C'est une lâcheté et une bassesse d'un système qui n'est pas prêt à être transparent
L'ancien copropriétaire du quotidien Vedomosti et ancien directeur général de la maison d'édition Kommersant, Demian Koudriavtsev se souvient d'Ivan Safronov comme d'un très bon journaliste, mais aussi comme d'une personne «digne, gentillle et belle». Accuser Ivan est «une lâcheté et une bassesse d'un système qui se doit être transparent mais n'y est pas prêt», a-t-il écrit sur sa page Facebook.

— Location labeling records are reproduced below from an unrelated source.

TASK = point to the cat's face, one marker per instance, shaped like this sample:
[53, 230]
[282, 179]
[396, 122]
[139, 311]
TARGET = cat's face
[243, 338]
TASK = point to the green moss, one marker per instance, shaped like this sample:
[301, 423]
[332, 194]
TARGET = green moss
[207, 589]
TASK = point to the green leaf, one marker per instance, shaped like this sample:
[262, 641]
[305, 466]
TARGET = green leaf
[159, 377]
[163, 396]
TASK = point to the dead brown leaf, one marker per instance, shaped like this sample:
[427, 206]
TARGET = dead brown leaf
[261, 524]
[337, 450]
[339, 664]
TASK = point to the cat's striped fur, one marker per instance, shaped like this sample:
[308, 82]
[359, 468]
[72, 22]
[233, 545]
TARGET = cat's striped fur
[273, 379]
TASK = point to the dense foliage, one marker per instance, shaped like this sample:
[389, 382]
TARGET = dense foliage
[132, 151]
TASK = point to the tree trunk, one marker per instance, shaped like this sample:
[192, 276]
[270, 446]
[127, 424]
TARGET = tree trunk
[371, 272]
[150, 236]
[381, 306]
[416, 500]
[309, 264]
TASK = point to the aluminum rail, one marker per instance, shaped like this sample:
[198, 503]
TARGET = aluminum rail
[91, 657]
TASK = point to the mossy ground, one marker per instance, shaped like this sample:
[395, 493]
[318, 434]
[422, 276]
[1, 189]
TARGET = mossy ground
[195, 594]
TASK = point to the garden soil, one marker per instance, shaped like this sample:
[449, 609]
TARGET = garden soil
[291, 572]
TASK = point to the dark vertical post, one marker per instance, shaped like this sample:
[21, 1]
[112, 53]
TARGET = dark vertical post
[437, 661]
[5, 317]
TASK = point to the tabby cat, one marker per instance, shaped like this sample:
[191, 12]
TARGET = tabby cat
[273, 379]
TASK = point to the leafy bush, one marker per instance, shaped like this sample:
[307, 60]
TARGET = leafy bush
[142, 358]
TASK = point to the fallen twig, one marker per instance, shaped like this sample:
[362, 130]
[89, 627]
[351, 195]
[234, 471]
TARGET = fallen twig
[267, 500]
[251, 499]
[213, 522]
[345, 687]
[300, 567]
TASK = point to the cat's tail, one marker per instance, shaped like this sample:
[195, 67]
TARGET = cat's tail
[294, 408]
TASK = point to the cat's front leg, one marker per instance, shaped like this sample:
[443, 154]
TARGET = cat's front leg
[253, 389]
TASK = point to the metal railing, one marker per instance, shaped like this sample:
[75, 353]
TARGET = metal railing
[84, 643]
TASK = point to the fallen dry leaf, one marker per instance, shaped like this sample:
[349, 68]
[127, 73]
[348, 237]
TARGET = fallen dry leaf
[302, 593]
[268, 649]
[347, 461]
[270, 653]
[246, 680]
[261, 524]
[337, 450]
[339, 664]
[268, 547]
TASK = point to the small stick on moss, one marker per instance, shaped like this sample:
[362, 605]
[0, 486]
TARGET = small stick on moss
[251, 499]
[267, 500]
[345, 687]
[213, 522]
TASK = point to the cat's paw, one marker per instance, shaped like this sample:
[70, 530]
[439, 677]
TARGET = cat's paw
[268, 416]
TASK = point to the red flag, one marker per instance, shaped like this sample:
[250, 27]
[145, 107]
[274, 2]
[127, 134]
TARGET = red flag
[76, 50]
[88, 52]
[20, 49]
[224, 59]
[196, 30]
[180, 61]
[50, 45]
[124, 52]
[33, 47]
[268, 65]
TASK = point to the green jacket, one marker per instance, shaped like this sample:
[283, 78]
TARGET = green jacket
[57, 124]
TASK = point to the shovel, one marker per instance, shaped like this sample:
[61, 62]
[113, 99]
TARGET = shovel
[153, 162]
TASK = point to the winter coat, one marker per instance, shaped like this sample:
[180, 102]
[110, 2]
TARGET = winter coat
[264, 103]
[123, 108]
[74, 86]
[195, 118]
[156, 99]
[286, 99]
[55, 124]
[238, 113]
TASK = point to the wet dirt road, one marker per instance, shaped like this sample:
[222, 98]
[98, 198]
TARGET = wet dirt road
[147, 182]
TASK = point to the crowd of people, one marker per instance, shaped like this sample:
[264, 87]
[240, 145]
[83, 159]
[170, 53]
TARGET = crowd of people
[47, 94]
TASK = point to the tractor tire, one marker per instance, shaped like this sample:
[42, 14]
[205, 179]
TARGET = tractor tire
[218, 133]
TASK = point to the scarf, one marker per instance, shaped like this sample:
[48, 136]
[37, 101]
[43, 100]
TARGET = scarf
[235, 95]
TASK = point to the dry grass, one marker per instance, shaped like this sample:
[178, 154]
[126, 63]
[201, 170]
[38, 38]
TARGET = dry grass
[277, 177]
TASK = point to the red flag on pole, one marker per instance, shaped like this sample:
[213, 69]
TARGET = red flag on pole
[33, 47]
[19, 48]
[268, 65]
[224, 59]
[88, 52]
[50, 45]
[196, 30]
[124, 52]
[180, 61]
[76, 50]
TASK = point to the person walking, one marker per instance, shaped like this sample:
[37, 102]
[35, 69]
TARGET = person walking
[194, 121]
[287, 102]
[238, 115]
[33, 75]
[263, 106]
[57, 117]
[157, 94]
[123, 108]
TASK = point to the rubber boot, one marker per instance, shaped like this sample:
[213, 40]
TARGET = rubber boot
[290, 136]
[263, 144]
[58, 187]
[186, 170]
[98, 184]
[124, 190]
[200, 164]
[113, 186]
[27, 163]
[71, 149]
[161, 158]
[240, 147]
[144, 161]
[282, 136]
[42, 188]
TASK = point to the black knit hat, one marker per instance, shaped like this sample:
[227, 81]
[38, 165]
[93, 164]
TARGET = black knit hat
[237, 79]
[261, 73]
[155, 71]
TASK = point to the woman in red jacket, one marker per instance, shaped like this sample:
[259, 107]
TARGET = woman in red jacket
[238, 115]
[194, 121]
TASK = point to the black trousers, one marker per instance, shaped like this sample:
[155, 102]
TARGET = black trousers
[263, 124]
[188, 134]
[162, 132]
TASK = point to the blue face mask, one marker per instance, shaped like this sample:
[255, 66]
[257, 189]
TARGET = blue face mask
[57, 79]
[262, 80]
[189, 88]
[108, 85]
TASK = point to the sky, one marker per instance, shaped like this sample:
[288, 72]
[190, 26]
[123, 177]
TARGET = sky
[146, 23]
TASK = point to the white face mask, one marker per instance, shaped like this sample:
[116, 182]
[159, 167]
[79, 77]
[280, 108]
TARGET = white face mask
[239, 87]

Le journalisme d'investigation [...] n'est pas une trahison, et un journaliste qui fait honnêtement son travail n'est pas un traître
Olga Allenova, reporter pour Kommersant, ainsi que Alexandre Gabouev, chef du programme Russie dans la région Asie-Pacifique, du Centre Carnegie, sont également persuadés qu'Ivan Safronov est poursuivi pour son travail journalistique. «Le journalisme d'investigation, y compris sur des sujets sensibles comme la coopération militaro-technique, n'est pas une trahison, et un journaliste qui fait honnêtement son travail n'est pas un traître», a noté Gabouev sur sa page de Facebook.
Le 8 juillet, L'Union des journalistes de Russie a adressé au FSB une demande afin d'obtenir des informations sur le lien entre la détention du conseiller du directeur de l'agence spatiale russe Roskosmos, Ivan Safronov, et ses activités journalistiques professionnelles, selon l'agence Tass.